The Clinical and Laboratory Standards Institute (CLSI) recently published a revised document, Clinical Laboratory Waste Management; Approved Guideline-Third Edition (GP05-A3), which was written for use by laboratory managers and is intended to provide approaches to controlling laboratory-generated hazardous and nonhazardous waste. This revision replaces the 2002 publication of GP05-A2.
The chairholder of the subcommittee that developed the document, Terry Jo Gile, MT(ASCP), MA Ed, Safety Lady LLC, said, "Each section was carefully reviewed by committee members for accuracy and relevance. The guideline was revised to align with the quality management system approach described in other CLSI documents. The document provides information on all types of waste generated by the laboratory, including chemical, infectious, radioactive, sharps, multihazardous, and other solid waste. It also includes sections on waste management planning, pollution prevention, waste minimization, recycling, and staff education."
In this edition, emphasis is placed on methods for avoiding waste generation (source reduction), and reducing the volume and toxicity of unavoidable wastes (waste minimization). Options for handling, packaging, labeling, storing, recycling, transporting, treating, and disposing of each type of waste are also described. A brief summary of the relevant US federal regulations and laws is included. Although this document will serve as a useful resource for a wider audience, it is based on US regulations and is intended for use primarily in the United States.
According to Gile, important revisions include "a list of attributes a laboratory should look for in a waste hauler, and an expanded section on multihazardous waste." Gile adds, "There is also an updated waste management audit checklist."
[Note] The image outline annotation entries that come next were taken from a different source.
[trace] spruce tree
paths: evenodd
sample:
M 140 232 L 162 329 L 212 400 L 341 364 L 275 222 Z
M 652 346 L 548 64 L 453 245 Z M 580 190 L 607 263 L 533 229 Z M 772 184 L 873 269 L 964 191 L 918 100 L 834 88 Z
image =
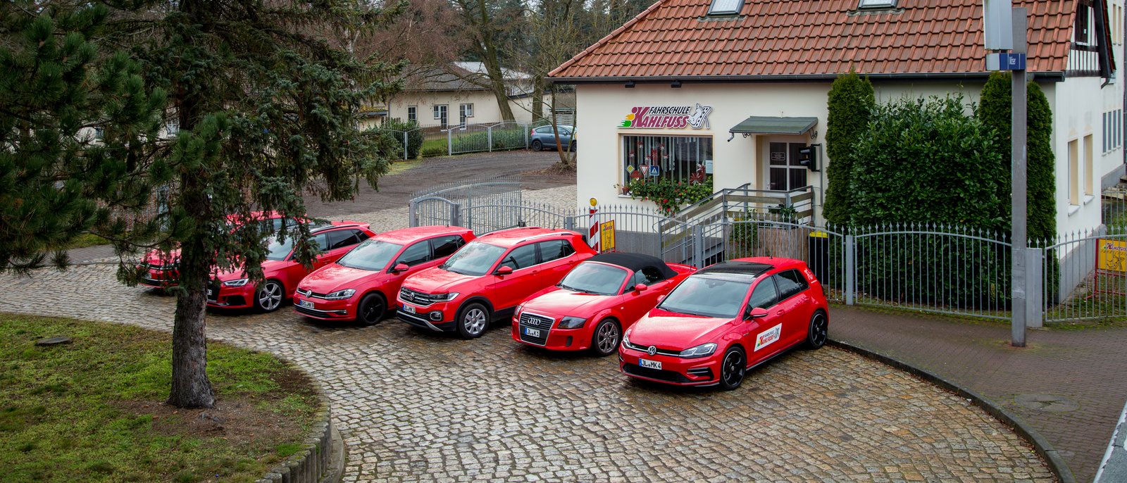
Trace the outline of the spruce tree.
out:
M 822 216 L 829 223 L 848 223 L 852 213 L 852 145 L 868 128 L 876 104 L 868 78 L 852 69 L 834 80 L 826 118 L 826 199 Z
M 298 221 L 296 259 L 309 265 L 303 194 L 348 199 L 358 178 L 375 186 L 388 170 L 379 136 L 357 129 L 366 99 L 384 99 L 396 66 L 358 61 L 347 48 L 383 25 L 392 10 L 369 2 L 148 1 L 121 2 L 115 42 L 131 45 L 145 81 L 169 95 L 179 125 L 147 170 L 168 193 L 159 221 L 160 248 L 179 249 L 169 404 L 211 406 L 204 316 L 213 269 L 245 270 L 263 281 L 266 227 L 232 230 L 230 215 L 277 211 Z M 397 7 L 401 8 L 401 6 Z M 137 278 L 123 263 L 126 283 Z M 284 287 L 292 292 L 294 287 Z
M 147 199 L 139 159 L 163 93 L 99 45 L 97 3 L 0 5 L 0 271 L 27 272 L 89 230 L 119 240 L 118 208 Z

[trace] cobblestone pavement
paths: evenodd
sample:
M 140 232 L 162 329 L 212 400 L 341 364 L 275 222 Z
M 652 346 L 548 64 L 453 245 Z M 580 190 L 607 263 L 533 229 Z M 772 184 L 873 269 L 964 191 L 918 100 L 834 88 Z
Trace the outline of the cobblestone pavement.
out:
M 113 266 L 0 277 L 5 310 L 170 330 L 174 301 Z M 212 339 L 293 360 L 325 387 L 366 481 L 1051 481 L 1011 430 L 965 400 L 833 348 L 798 350 L 734 392 L 628 382 L 613 358 L 212 313 Z M 44 334 L 53 336 L 53 334 Z M 222 404 L 222 401 L 220 401 Z

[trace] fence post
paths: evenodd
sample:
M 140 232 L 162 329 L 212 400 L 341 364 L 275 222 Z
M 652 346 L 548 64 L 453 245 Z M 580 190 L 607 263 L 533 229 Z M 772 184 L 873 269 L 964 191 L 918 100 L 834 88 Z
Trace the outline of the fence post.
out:
M 857 293 L 857 239 L 845 235 L 845 305 L 853 305 Z
M 704 227 L 693 225 L 693 266 L 704 268 Z
M 1040 329 L 1045 321 L 1045 249 L 1026 249 L 1026 327 Z

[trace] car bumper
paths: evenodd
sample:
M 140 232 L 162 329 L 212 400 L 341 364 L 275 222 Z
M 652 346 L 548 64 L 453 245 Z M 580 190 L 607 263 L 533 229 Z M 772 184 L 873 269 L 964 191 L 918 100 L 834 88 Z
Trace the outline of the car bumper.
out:
M 220 308 L 247 308 L 255 305 L 255 286 L 247 284 L 241 287 L 225 287 L 222 284 L 219 288 L 208 285 L 212 293 L 207 295 L 208 307 Z
M 639 359 L 662 363 L 662 368 L 641 367 Z M 619 369 L 622 370 L 622 374 L 638 379 L 678 386 L 708 386 L 717 384 L 720 363 L 716 356 L 682 359 L 660 354 L 650 356 L 623 347 L 619 349 Z
M 323 298 L 293 296 L 293 311 L 307 317 L 320 320 L 349 321 L 356 319 L 356 304 L 352 299 L 326 301 Z

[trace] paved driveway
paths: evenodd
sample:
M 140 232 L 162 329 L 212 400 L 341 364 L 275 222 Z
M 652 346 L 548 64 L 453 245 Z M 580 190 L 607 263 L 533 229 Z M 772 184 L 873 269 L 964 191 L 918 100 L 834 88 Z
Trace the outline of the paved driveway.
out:
M 170 330 L 174 301 L 112 266 L 0 276 L 5 310 Z M 965 400 L 833 348 L 795 351 L 735 392 L 625 381 L 613 358 L 275 314 L 207 333 L 321 382 L 349 448 L 345 481 L 1051 481 Z M 52 336 L 52 334 L 44 334 Z M 220 401 L 222 404 L 222 401 Z

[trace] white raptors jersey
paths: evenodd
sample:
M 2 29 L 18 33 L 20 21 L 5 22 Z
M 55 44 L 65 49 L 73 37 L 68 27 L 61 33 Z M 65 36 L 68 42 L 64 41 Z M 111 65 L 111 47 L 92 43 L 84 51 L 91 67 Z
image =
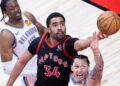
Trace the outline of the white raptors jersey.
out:
M 23 15 L 23 24 L 22 28 L 12 27 L 9 25 L 4 25 L 2 29 L 9 30 L 15 37 L 13 52 L 14 57 L 19 59 L 22 54 L 27 50 L 30 43 L 33 39 L 39 36 L 37 28 L 33 23 Z M 33 57 L 25 66 L 24 70 L 28 71 L 27 74 L 36 74 L 37 73 L 37 57 Z M 23 70 L 23 71 L 24 71 Z

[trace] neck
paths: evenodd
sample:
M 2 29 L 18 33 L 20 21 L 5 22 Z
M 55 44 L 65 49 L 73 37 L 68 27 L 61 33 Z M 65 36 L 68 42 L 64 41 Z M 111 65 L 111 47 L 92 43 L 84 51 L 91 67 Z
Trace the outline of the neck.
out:
M 9 19 L 7 24 L 10 25 L 10 26 L 13 26 L 13 27 L 23 27 L 22 19 L 20 19 L 20 20 Z

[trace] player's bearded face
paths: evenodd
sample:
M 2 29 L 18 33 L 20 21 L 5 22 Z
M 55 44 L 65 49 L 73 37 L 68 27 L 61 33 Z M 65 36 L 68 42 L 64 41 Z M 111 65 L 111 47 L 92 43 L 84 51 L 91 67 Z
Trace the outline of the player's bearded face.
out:
M 50 33 L 52 38 L 61 41 L 66 35 L 66 27 L 63 18 L 55 17 L 51 19 Z
M 13 20 L 21 20 L 21 9 L 16 0 L 10 0 L 6 4 L 6 14 Z

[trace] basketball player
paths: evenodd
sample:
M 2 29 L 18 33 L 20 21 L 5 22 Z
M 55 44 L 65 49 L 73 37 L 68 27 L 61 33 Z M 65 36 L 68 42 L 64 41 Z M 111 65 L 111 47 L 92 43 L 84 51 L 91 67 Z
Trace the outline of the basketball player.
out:
M 98 37 L 96 33 L 90 44 L 94 54 L 95 66 L 89 72 L 89 60 L 87 56 L 77 55 L 73 58 L 68 86 L 100 86 L 104 62 L 98 48 Z
M 30 12 L 21 13 L 17 0 L 2 0 L 2 20 L 5 22 L 1 29 L 3 35 L 3 49 L 1 53 L 2 65 L 5 73 L 11 73 L 16 60 L 19 60 L 31 41 L 44 32 L 44 27 Z M 8 17 L 8 21 L 5 18 Z M 36 80 L 36 57 L 31 59 L 21 75 L 19 86 L 34 86 Z M 31 78 L 30 78 L 31 77 Z M 21 79 L 21 77 L 20 77 Z M 32 81 L 31 81 L 32 79 Z M 28 80 L 28 81 L 27 81 Z
M 12 86 L 26 63 L 37 54 L 37 80 L 35 86 L 67 86 L 69 81 L 72 57 L 77 51 L 90 46 L 91 37 L 79 40 L 66 35 L 65 18 L 54 12 L 46 21 L 48 32 L 36 38 L 28 50 L 16 63 L 8 80 L 7 86 Z M 97 34 L 103 39 L 103 34 Z

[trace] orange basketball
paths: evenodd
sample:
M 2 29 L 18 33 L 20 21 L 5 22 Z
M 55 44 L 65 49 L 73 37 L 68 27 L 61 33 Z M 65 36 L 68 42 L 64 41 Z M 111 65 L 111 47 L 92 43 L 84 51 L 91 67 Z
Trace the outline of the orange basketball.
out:
M 98 17 L 97 26 L 102 33 L 112 35 L 120 29 L 120 17 L 113 11 L 105 11 Z

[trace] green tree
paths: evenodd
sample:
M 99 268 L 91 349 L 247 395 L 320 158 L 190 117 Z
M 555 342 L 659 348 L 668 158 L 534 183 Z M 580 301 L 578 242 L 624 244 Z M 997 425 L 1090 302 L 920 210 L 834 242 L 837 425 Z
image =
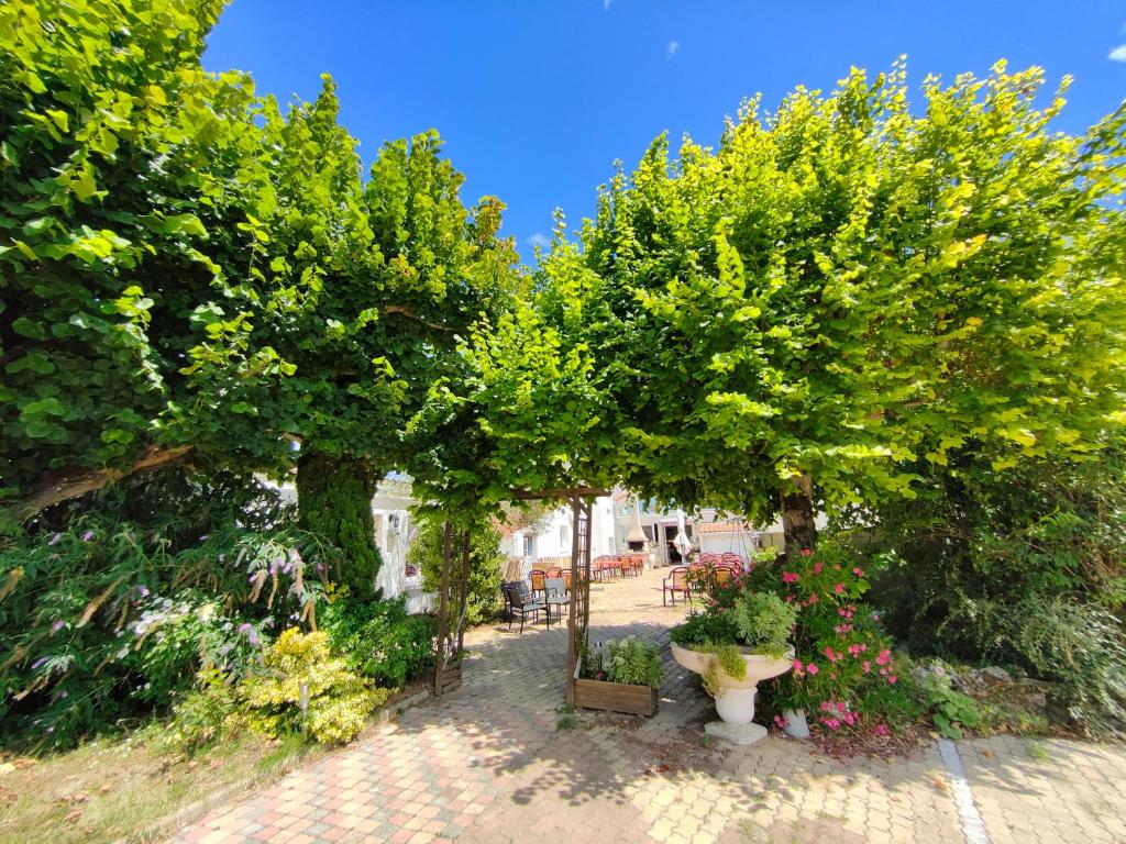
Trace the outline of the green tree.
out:
M 545 314 L 587 343 L 629 486 L 815 541 L 951 449 L 1082 459 L 1123 421 L 1124 110 L 1049 131 L 1038 70 L 854 71 L 744 105 L 715 151 L 658 138 L 557 239 Z
M 346 551 L 343 580 L 366 599 L 375 484 L 409 463 L 408 421 L 453 370 L 458 334 L 506 307 L 519 277 L 497 234 L 503 206 L 462 204 L 436 132 L 385 144 L 365 183 L 338 113 L 328 77 L 284 117 L 266 102 L 253 255 L 229 302 L 208 305 L 191 413 L 206 407 L 215 450 L 238 443 L 253 463 L 300 443 L 301 521 Z
M 9 515 L 182 457 L 191 315 L 249 235 L 245 77 L 199 65 L 223 3 L 0 6 L 0 497 Z

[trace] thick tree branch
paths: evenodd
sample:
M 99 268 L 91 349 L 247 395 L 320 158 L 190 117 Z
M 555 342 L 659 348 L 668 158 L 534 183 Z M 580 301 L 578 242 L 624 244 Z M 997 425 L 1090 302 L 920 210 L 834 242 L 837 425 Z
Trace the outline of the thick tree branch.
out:
M 381 314 L 399 314 L 400 316 L 405 316 L 408 320 L 414 320 L 414 322 L 420 322 L 428 329 L 434 329 L 435 331 L 453 332 L 454 330 L 448 325 L 439 325 L 436 322 L 429 322 L 423 320 L 421 316 L 414 313 L 414 308 L 408 307 L 406 305 L 384 305 L 379 308 Z
M 123 477 L 163 468 L 190 450 L 190 446 L 177 448 L 151 446 L 132 466 L 124 469 L 74 468 L 51 473 L 33 486 L 27 495 L 11 505 L 9 515 L 25 522 L 50 506 L 95 492 Z

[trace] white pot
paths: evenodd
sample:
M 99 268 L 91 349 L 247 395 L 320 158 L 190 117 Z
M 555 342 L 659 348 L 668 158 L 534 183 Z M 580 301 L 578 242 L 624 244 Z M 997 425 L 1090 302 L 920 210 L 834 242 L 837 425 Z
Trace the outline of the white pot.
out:
M 793 666 L 794 652 L 786 657 L 771 657 L 743 650 L 743 662 L 747 664 L 747 676 L 742 680 L 720 672 L 720 693 L 715 695 L 715 711 L 720 721 L 708 724 L 704 730 L 708 735 L 726 738 L 735 744 L 753 744 L 766 736 L 766 727 L 752 724 L 754 719 L 754 695 L 760 680 L 769 680 L 785 674 Z M 688 671 L 703 674 L 708 670 L 715 654 L 706 650 L 691 650 L 672 643 L 672 658 Z
M 810 724 L 805 720 L 804 709 L 784 709 L 781 710 L 781 718 L 786 721 L 786 726 L 781 728 L 790 738 L 808 738 L 810 737 Z

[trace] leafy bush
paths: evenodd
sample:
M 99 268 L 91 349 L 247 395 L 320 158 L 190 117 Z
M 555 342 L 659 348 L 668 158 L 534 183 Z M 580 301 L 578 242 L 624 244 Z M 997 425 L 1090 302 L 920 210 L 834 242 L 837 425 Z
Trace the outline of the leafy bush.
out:
M 756 654 L 785 656 L 797 610 L 769 592 L 743 592 L 731 613 L 739 638 Z
M 935 726 L 946 738 L 960 739 L 963 727 L 981 726 L 982 713 L 974 699 L 953 688 L 950 674 L 941 662 L 922 673 L 919 692 Z
M 431 510 L 413 511 L 419 520 L 419 532 L 411 542 L 406 562 L 422 573 L 422 585 L 430 592 L 441 587 L 441 556 L 444 524 Z M 456 546 L 456 544 L 455 544 Z M 470 530 L 470 580 L 465 625 L 472 627 L 499 616 L 502 602 L 500 584 L 504 573 L 504 557 L 500 553 L 500 532 L 492 521 L 474 524 Z M 450 560 L 453 572 L 458 571 L 459 559 Z M 458 619 L 452 618 L 456 623 Z
M 238 681 L 271 629 L 315 620 L 331 549 L 247 478 L 169 472 L 56 510 L 0 535 L 8 742 L 137 724 L 200 668 Z
M 582 661 L 583 676 L 607 683 L 647 685 L 656 689 L 664 676 L 661 649 L 651 641 L 628 636 L 592 648 Z
M 606 645 L 607 659 L 604 662 L 607 680 L 611 683 L 647 685 L 656 689 L 664 676 L 661 665 L 661 649 L 651 641 L 628 637 Z
M 691 610 L 688 617 L 669 631 L 669 638 L 682 647 L 694 650 L 705 650 L 708 647 L 724 643 L 733 643 L 739 636 L 734 619 L 726 613 L 705 610 Z
M 747 662 L 742 652 L 734 645 L 717 645 L 715 658 L 708 663 L 707 671 L 701 676 L 704 691 L 713 698 L 723 690 L 723 674 L 734 680 L 743 680 L 747 676 Z
M 408 616 L 403 598 L 349 601 L 338 593 L 324 608 L 321 629 L 348 667 L 377 683 L 400 688 L 434 664 L 437 623 Z
M 910 676 L 901 674 L 878 613 L 863 602 L 865 572 L 841 549 L 825 542 L 815 554 L 756 566 L 744 581 L 797 608 L 794 667 L 770 682 L 769 708 L 807 710 L 833 731 L 883 730 L 917 717 Z
M 168 725 L 160 725 L 157 742 L 179 753 L 193 754 L 230 736 L 239 724 L 236 684 L 214 668 L 199 672 L 197 686 L 172 709 Z
M 1071 716 L 1121 730 L 1126 458 L 1020 460 L 997 472 L 969 448 L 920 464 L 917 500 L 846 527 L 886 622 L 917 654 L 1019 666 L 1062 684 Z M 859 526 L 857 528 L 857 526 Z
M 348 671 L 325 634 L 289 628 L 267 648 L 262 672 L 247 677 L 239 695 L 252 729 L 274 737 L 307 729 L 322 744 L 345 744 L 390 692 Z

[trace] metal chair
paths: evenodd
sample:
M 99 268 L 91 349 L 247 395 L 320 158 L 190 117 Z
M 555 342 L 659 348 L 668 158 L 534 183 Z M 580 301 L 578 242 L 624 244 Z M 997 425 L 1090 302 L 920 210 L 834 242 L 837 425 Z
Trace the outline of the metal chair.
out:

This guideline will provide the basis for comprehensive waste management programs for laboratories. It includes some legislative and regulatory background to assist US users in understanding specific disposal requirements and recommendations. It will also help users in other countries understand the regulatory environment that determines laboratory operations in the United States.
CLSI is a volunteer-driven, membership-supported, nonprofit organization dedicated to developing standards and guidelines for the health care and medical testing community through a consensus process that balances the perspectives of industry, government, and the health care professions.